Biostat 823 - Semantic Similarity

Hilmar Lapp

Duke University, Department of Biostatistics & Bioinformatics

2024-10-08

Semantic similarity

Semantic similarity is defined as a quantitative metric between “documents”, or concepts (terms) ordered in a hierarchy (such as an ontology).
- For concepts in a hierarchy, we can consider their textual definitions as the “documents”.
- For text documents, we can represent these as concepts that occur in them, and then evaluate semantic similarity as between the two sets of concepts.
- More generally, we can consider any entity linked to a set of concepts as “documents” for evaluating their semantic similarity in this way.
Semantic similarity metrics use a Directed Acyclic Graph (DAG) representation of the concept hierarchy (such as an ontology).

Concept DAG

For evaluating semantic similarity, we use only edges representing concept inclusion (e.g., subClassOf).

Concept DAG

To evaluate the semantic similarity between two concepts, say M and F, we consider their induced subgraphs of subsumers.

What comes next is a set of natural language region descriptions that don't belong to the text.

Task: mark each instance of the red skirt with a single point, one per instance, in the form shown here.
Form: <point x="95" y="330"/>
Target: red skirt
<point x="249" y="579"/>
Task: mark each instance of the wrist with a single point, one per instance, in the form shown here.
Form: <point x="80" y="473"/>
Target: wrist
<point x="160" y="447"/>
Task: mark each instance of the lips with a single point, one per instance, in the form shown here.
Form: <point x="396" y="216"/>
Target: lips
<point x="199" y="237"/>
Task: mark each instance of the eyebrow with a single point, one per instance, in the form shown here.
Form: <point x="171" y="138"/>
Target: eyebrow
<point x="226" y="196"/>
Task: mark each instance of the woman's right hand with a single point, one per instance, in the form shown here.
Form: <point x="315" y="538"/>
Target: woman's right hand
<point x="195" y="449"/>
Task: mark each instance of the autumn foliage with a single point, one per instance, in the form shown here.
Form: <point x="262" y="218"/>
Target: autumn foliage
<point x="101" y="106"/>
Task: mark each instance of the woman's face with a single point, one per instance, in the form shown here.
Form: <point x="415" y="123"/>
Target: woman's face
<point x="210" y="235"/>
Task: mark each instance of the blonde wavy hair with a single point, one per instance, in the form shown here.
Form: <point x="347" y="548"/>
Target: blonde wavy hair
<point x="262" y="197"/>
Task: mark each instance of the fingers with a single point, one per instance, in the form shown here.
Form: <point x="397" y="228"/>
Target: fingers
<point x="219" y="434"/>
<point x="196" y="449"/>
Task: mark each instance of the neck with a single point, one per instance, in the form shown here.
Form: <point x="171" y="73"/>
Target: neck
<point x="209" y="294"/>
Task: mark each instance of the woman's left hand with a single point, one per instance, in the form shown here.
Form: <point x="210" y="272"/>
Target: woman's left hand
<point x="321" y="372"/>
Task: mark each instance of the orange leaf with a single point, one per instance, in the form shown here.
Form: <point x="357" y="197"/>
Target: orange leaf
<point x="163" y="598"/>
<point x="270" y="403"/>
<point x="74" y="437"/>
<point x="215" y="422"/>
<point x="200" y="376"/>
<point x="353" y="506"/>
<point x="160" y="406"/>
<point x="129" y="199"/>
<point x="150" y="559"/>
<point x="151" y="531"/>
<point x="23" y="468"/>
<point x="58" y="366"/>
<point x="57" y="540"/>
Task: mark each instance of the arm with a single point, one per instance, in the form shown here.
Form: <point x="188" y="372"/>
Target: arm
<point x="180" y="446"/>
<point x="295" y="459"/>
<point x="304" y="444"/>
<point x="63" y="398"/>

Induced subgraphs of subsumers

The induced subgraph for M are M and all ancestors (subsumers) of M, following the edges that represent concept inclusion.

Induced subgraphs of subsumers

The induced subgraph for F is defined analogous.

Common and disjoint ancestors

The intersection of the induced subgraphs is the common ancestors (subsumers). Subtracting the intersection from the union yields the disjoint ancestors.

Common and disjoint ancestors

I and D are examples of what is sometimes referred to as “disjoint common subsumers”, i.e., the common subsumers that do not subsume another common subsumer.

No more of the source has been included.